Dal 1911 al 1923, il laboratorio di Leida fu l'unico luogo al mondo con elio liquido disponibile. Successivamente, furono costruiti laboratori per le basse temperature a Berlino, Oxford, Cambridge, Berkeley, Khar'kov e Mosca. Kapica introdusse il liquefattore con motore a espansione, dove il gas in espansione compie lavoro esterno sui pistoni, riducendo la temperatura.

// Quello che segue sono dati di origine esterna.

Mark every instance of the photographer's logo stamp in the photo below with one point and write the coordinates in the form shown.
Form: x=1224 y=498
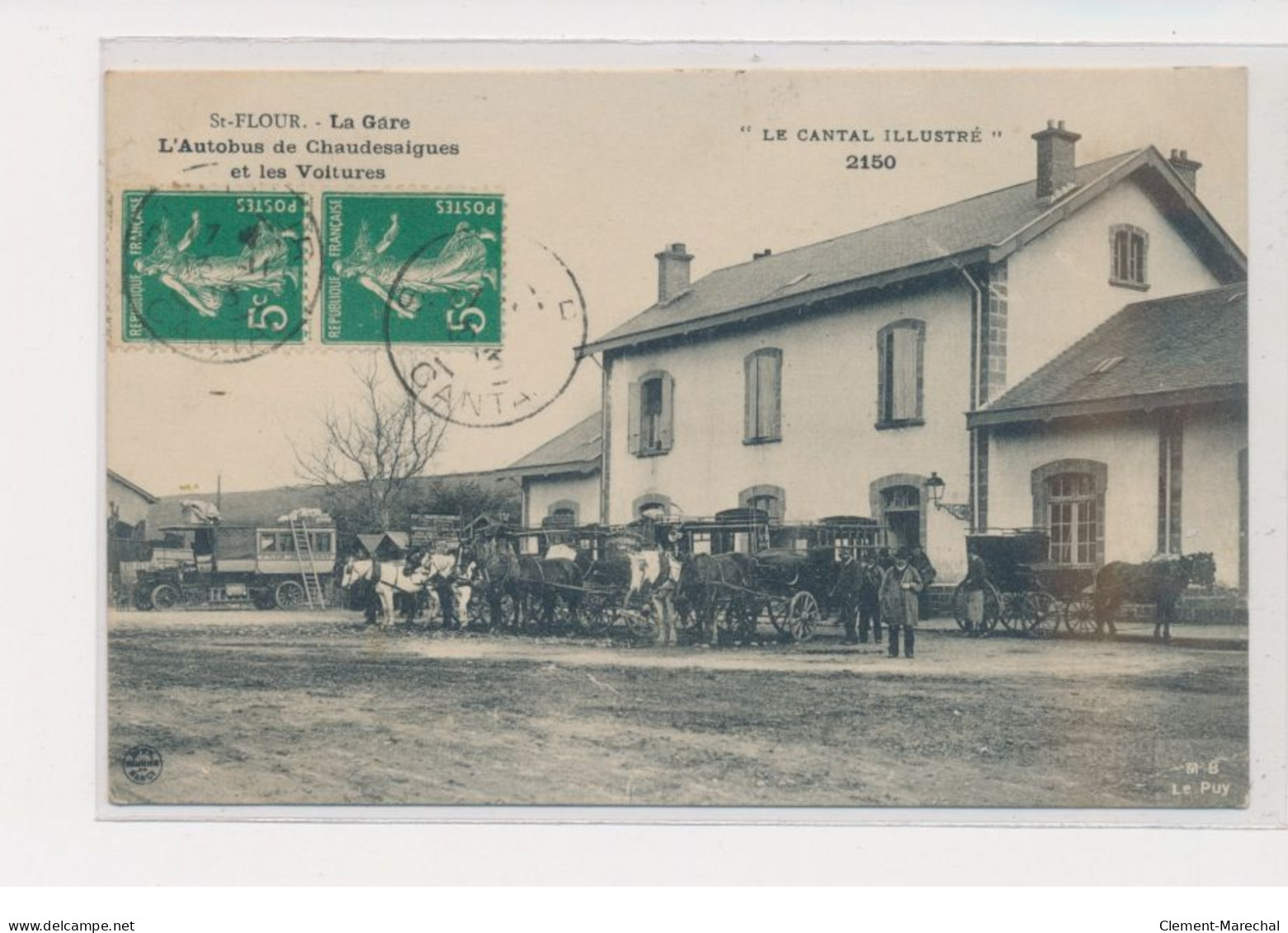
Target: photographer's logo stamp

Questo sistema richiede solo il preraffreddamento con azoto liquido. Dopo la seconda guerra mondiale, Collins migliorò la macchina di Kapica, commercializzandola tramite la Arthur D. Little Company di Boston.

Termometria e Basse Temperature

La determinazione della temperatura è fondamentale nella criofisica. Inizialmente, si usavano termometri a gas, basati sulla relazione PV = nRT. Tuttavia, si preferiscono termometri secondari tarati con termometri a gas. La scala delle temperature attorno alla temperatura dell'elio liquido è fissata da tavole di dati sulla pressione del vapore riconosciute internazionalmente. La resistenza dei metalli puri e dei semiconduttori è una grandezza fisica utile per misurare la temperatura. Il platino è usato per termometri a resistenza riproducibili sopra la regione dell'elio. I semiconduttori, con conducibilità dipendente dalla "liberazione" di elettroni tramite moto termico, mostrano una resistenza che tende all'infinito a basse temperature. Resistori a carbonio sono usati nella regione dell'elio, anche se con problemi di riproducibilità. I termometri a germanio offrono maggiore stabilità, sebbene siano più costosi.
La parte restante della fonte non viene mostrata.